Sometimes people refer to markets as if they were actually people. If you watch CNBC and Bloomberg as I often do, a commentator or Wall Street type may something akin to “the market thinks that stocks are overextended” or that “the world is awash in oil.” Where did this come from? As best as I can tell, it came from Benjamin Graham’s 1949 book, THE INTELLIGENT INVESTOR. He was more famous for his early book SECURITY ANALYSIS and for being Warren Buffett’s teacher in the Columbia M.B.A. program and his first real employer (I reread the Intelligent Investor annually with emphasis on his discussion of Mr. Market and also “the Margin of Safety”).
Graham essentially says that Mr. Market is bi-polar. He toggles back and forth between crazy optimism and downright despair. Graham says that there are times when Mr. Market offers you ridiculously high prices for your shares (no matter how small a piece of a business) and others when his offer is obscenely low. The trick, according to Graham, is to give your shares to Mr. Market when they are high, and buy more when he offers you little for them provided the underlying business is sound.
Some years back, I tried to use this approach with advertisers. In the 1970’s and in to the early “80’s, media pricing in broadcast moved pretty much in lockstep. In good times, all 200+ markets were able to mark their prices up and in recessions, prices fell across the board in a fairly predictable pattern. Since then, prices have been less uniform. Boom towns experienced booms and rust belt and rural areas tended to have little pricing power.
So, when recession or booms times hit, I would sit with clients and sometimes tell them to avoid certain Nielsen Designated Market Areas (DMA’s) as they remained pricey on a per person basis but go stronger in to other areas where things were so soft that we could find no bottom in pricing or receive great RELATIVE value.
This did not go over well within my shop. Management reps would tell me that I was walking away from easy billing. My response was that we were tossing money down the toilet as the prices were way too high and there were many markets out there where we could do well with recession resistant products and sell more cases given how much more bang we received for our advertising buck.
I would also suggest that we shift to radio as sales often skewed toward metro areas rather than an entire TV market. My internal critics saw me as a troublemaker.
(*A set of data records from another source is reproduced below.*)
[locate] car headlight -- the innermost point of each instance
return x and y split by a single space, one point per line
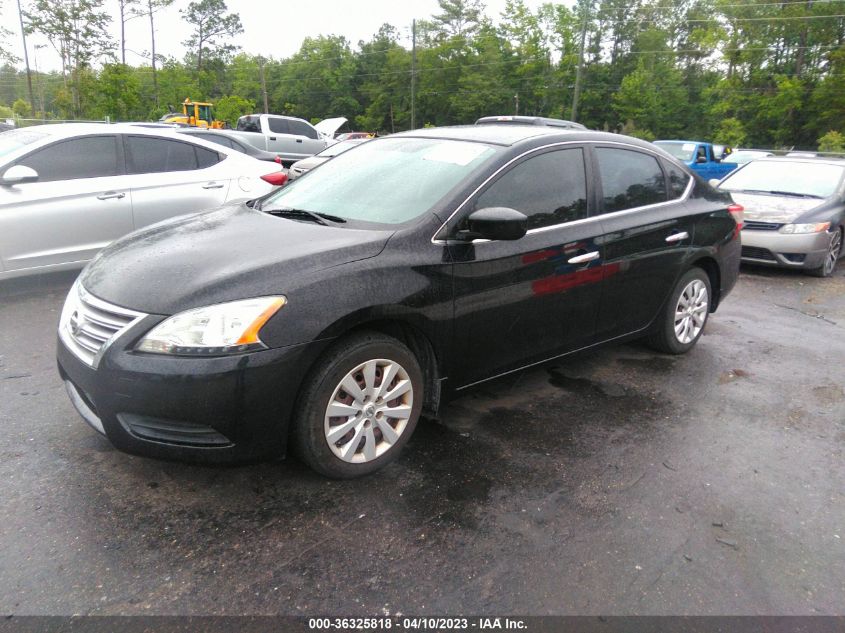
225 328
818 227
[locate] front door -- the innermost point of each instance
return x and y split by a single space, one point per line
524 301
79 204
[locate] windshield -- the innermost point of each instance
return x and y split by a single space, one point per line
15 139
681 151
387 181
800 178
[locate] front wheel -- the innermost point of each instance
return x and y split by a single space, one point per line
359 407
834 250
683 319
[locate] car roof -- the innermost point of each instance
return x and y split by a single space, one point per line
508 135
516 119
811 160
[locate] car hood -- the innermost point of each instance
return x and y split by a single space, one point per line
766 208
327 127
222 255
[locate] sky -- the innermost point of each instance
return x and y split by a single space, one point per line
273 28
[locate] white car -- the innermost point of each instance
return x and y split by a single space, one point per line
68 190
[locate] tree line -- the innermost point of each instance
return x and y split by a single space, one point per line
743 72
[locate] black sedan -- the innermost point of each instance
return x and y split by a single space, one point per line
331 314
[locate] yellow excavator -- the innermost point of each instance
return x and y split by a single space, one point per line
195 114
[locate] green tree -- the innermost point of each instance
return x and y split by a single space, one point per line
731 132
77 30
232 107
22 109
212 30
833 141
117 94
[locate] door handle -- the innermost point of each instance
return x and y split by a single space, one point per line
110 195
586 257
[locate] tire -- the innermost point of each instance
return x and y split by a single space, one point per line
834 252
684 316
367 431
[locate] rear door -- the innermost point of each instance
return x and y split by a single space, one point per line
522 301
306 138
79 204
648 233
171 177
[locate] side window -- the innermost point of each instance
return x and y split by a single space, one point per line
279 126
550 188
302 129
87 157
249 124
207 157
148 154
629 179
678 180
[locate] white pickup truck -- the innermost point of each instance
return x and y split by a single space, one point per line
290 138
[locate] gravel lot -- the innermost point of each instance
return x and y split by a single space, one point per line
620 482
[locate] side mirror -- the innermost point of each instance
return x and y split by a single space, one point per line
495 223
18 174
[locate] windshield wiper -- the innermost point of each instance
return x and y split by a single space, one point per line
303 214
768 192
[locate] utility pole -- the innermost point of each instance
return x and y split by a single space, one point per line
26 59
413 74
263 84
580 72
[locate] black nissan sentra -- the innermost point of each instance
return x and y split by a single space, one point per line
331 314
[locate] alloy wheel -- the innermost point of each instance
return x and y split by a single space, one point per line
833 251
691 311
368 411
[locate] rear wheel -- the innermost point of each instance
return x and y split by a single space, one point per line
685 315
834 250
359 407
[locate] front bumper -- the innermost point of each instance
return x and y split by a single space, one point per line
772 248
215 410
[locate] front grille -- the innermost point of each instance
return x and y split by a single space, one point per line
172 431
754 252
89 324
761 226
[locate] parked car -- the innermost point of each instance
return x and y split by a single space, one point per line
529 120
230 139
334 312
742 156
348 136
66 191
289 137
794 212
305 165
698 156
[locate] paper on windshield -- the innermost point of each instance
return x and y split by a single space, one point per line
454 152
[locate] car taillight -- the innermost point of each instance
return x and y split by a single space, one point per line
277 178
736 211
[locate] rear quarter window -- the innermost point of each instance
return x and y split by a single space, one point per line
629 179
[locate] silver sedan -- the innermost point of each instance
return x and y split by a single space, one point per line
67 191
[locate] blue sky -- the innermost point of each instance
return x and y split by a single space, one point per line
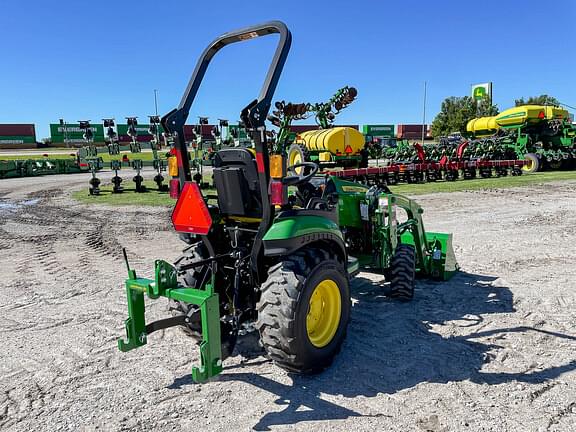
89 60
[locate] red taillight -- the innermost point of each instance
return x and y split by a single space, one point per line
277 193
191 214
174 188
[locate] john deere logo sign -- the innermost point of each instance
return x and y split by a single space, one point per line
479 93
482 91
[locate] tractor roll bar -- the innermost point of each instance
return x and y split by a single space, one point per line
175 119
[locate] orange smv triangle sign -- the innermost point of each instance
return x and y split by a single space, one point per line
191 214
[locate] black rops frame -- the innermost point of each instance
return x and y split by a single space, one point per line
253 115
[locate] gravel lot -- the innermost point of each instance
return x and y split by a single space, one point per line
492 350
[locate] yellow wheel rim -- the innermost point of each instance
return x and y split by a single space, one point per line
293 159
323 313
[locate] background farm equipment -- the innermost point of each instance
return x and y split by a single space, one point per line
36 167
258 258
543 135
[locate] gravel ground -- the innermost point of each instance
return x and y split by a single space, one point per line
494 349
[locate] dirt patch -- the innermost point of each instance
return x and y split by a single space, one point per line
493 349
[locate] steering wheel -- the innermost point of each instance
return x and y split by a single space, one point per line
300 178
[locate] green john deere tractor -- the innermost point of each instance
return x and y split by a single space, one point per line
261 258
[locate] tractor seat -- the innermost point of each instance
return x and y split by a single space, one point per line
237 183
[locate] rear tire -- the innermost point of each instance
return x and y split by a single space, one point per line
290 316
532 163
403 273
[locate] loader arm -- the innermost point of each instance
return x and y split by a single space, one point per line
174 121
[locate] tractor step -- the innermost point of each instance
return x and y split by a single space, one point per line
353 266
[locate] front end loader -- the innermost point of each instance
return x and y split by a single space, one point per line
275 249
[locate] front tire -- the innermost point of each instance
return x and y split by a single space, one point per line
196 278
403 273
304 310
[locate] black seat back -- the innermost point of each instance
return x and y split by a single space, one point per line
236 182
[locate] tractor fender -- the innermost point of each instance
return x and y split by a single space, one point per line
293 231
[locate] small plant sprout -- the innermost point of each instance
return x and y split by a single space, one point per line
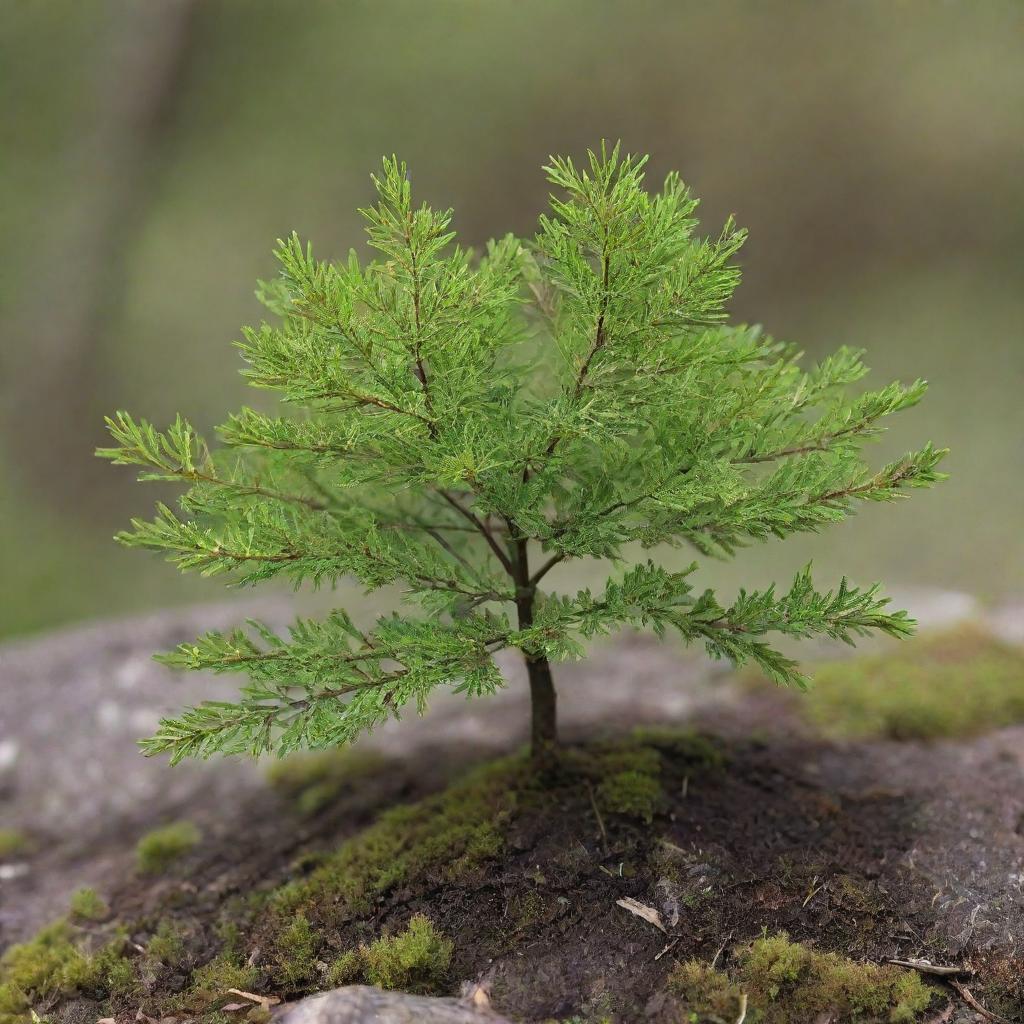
462 423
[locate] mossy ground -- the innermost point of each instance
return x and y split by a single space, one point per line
502 875
954 684
777 981
158 850
12 843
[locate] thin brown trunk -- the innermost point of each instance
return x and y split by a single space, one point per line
544 725
544 721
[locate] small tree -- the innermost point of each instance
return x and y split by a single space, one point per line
463 425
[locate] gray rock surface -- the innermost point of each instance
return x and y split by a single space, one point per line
364 1005
75 702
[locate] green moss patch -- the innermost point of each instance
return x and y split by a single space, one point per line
57 963
313 781
416 960
87 904
12 843
783 981
158 850
958 683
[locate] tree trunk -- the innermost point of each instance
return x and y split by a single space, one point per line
544 724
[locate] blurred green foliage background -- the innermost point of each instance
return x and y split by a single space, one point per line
154 152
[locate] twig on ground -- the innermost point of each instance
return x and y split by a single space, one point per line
926 967
721 949
670 946
742 1009
648 913
600 820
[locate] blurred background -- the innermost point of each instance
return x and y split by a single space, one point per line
154 151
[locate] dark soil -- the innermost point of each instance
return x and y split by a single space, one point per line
871 849
763 843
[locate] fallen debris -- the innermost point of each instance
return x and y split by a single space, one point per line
642 910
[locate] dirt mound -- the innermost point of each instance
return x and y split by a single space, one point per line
648 865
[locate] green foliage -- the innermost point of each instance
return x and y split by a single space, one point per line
87 904
225 971
953 684
414 961
159 849
631 793
448 417
786 981
296 951
53 964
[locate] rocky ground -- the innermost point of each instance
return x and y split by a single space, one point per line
894 849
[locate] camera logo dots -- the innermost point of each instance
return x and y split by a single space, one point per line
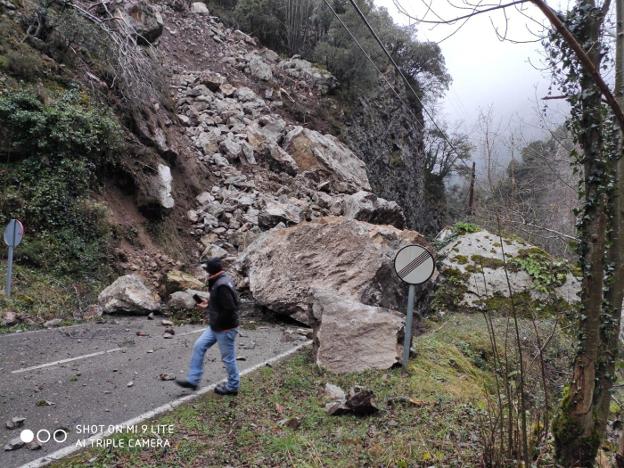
27 436
43 436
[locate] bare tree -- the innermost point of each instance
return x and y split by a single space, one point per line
577 46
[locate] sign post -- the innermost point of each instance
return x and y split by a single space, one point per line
415 265
13 234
I wanted to do more labor intensive market by market work and sometimes cut budgets back until there was a return to normalcy in media pricing in certain localities. When attacked, I always said that I was thinking of the long term interests of the client(s). It generally did not play well.
In the early days of digital, a similar pattern occurred when players did not know how to price their on line properties. We witnessed some temporary spectacular bargains as well as ripoffs. Today, with more knowledge of delivery and huge players buying on exchanges, wild inequities are not so prevalent.
With conventional media, the Mr. Market approach still has some validity. A smart client may see you as a hero if you save them a seven figure sum and still increase case sales for their product. Just do not expect a warm welcome inside your shop unless management has a true long term horizon.
May I wish MR readers around the world, a very Merry Christmas.